第3章 ハンバーグとギターとキス
「すげー、カラフル。」
「あはは、好きなものちょっとずつ集めてたらこんな部屋になっちゃった。
ソファーに掛けててね。お腹空いてる?」
「うん。もう腹ペコ。
あっ!これ後で2人で食べようと思って買ってきた。」
と茶色い紙袋を差し出す。
中を覗くと、ジャムやチョコのクッキー。
「わー!ありがとう。美味しそう。」
はしゃぐわたしに
「よかった。女の子が何喜ぶかよく分かんなかったから適当に買ったんだけど…。」
と笑う。
ソファに座った日々人に温かい日本茶を出す。
「あっお茶。」
「うん。実家から送ってもらったやつ。
たまに飲みたくなるんだよね。
今からハンバーグ焼くからもうちょっと待っててね。」
そう言ってキッチンに向かう。
と言ってもワンルームなのですぐそこなのだが。
ワンルームだが、ガスコンロが2つあって、キッチンが少し広いのと、ロフトがあるのがこのアパートのいいところだ。

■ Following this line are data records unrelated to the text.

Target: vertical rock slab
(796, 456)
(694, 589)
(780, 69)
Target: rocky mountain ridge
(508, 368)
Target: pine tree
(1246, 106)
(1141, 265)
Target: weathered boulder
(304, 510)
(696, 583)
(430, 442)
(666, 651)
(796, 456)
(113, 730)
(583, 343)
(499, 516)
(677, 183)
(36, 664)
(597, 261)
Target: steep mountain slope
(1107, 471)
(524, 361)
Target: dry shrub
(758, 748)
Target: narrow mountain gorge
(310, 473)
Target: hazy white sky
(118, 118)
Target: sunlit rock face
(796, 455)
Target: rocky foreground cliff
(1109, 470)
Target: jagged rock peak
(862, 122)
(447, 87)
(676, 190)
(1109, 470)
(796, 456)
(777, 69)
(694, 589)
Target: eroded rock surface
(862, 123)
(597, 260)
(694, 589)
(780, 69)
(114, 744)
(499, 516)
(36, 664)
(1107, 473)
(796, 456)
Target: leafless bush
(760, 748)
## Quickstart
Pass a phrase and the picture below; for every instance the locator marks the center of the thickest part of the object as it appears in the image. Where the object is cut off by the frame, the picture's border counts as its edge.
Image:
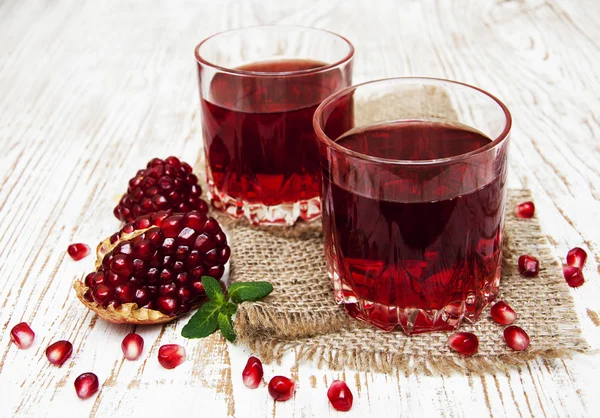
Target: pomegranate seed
(465, 343)
(253, 373)
(576, 257)
(171, 355)
(281, 388)
(529, 266)
(132, 346)
(86, 385)
(22, 335)
(340, 396)
(502, 313)
(573, 276)
(78, 251)
(168, 184)
(516, 338)
(525, 210)
(59, 352)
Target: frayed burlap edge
(273, 350)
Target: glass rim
(248, 73)
(330, 143)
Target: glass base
(414, 320)
(284, 214)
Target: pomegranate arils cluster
(465, 343)
(59, 352)
(529, 266)
(253, 373)
(86, 385)
(281, 388)
(78, 251)
(525, 210)
(132, 346)
(22, 335)
(168, 184)
(157, 262)
(171, 355)
(340, 396)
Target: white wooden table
(91, 90)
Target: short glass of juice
(413, 199)
(259, 88)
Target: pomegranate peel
(150, 271)
(127, 313)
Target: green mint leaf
(228, 308)
(249, 291)
(204, 322)
(212, 289)
(226, 327)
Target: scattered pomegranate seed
(86, 385)
(132, 346)
(162, 185)
(253, 373)
(465, 343)
(502, 313)
(529, 266)
(171, 355)
(573, 276)
(340, 396)
(281, 388)
(59, 352)
(516, 338)
(525, 210)
(576, 257)
(78, 251)
(22, 335)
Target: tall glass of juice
(413, 198)
(259, 88)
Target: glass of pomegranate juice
(413, 197)
(259, 88)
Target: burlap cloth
(301, 313)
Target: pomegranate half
(150, 271)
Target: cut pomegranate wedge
(150, 272)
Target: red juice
(422, 264)
(260, 145)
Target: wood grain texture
(89, 91)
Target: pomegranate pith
(86, 385)
(340, 396)
(576, 257)
(573, 276)
(171, 355)
(78, 251)
(525, 210)
(163, 184)
(502, 313)
(516, 338)
(529, 266)
(150, 271)
(22, 335)
(465, 343)
(132, 346)
(253, 373)
(58, 352)
(281, 388)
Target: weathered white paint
(89, 91)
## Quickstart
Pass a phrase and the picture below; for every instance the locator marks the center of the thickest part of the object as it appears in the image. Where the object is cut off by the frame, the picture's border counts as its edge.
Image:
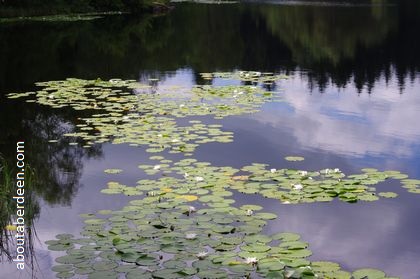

フライパンを出し、ハンバーグに焼き目を付けてから返し、水を入れて蓋をして蒸し焼きにする。
その間に煮物に火をつけ、冷やしていたサラダを皿に盛る。
夢中で用意していると後ろから抱きしめられる。
「わっ!」と色気のない声が出てしまう。
「ゆめ、手慣れてるね。」
と言いながら首の後ろに濡れた感触があってドキドキしてしまう。
「ひっ日々人、用意、できないよ…。」
顔が熱い。
日々人はしばらく顔をわたしの肩に埋めて抱きしめていたけど、
「じゃあ、キス、して?」
と甘えた声で言う。
ゆっくり振り向くと、日々人がわたしを優しい目で見下ろしている。
恥ずかしいけど、日々人の肩に手を置いて少し背伸びして口づける。
自然に傾けられたわたしの顔を日々人の温かい手が包む。
少し唇が離れると、
「会いたかった…。」と日々人が囁く。
「わたしも…。」
そう言うと日々人の唇がもう一度降ってきてさっきより少し深く口付ける。
そのとき火にかけていた煮物の鍋がプシューっと吹きこぼれる。
「「あっ!」」
2人で同時にさけんで、笑ってしまう。
「ゴメン、やりすぎた。」
日々人が火を止めながら言う。
わたしはふきんで溢れた所を拭きながら、その言い方に赤くなってしまう。
そんなわたしを見逃さずに、日々人が頰にキスして「また後にする。」と言うからわたしはますます赤くなって日々人に笑われてしまう。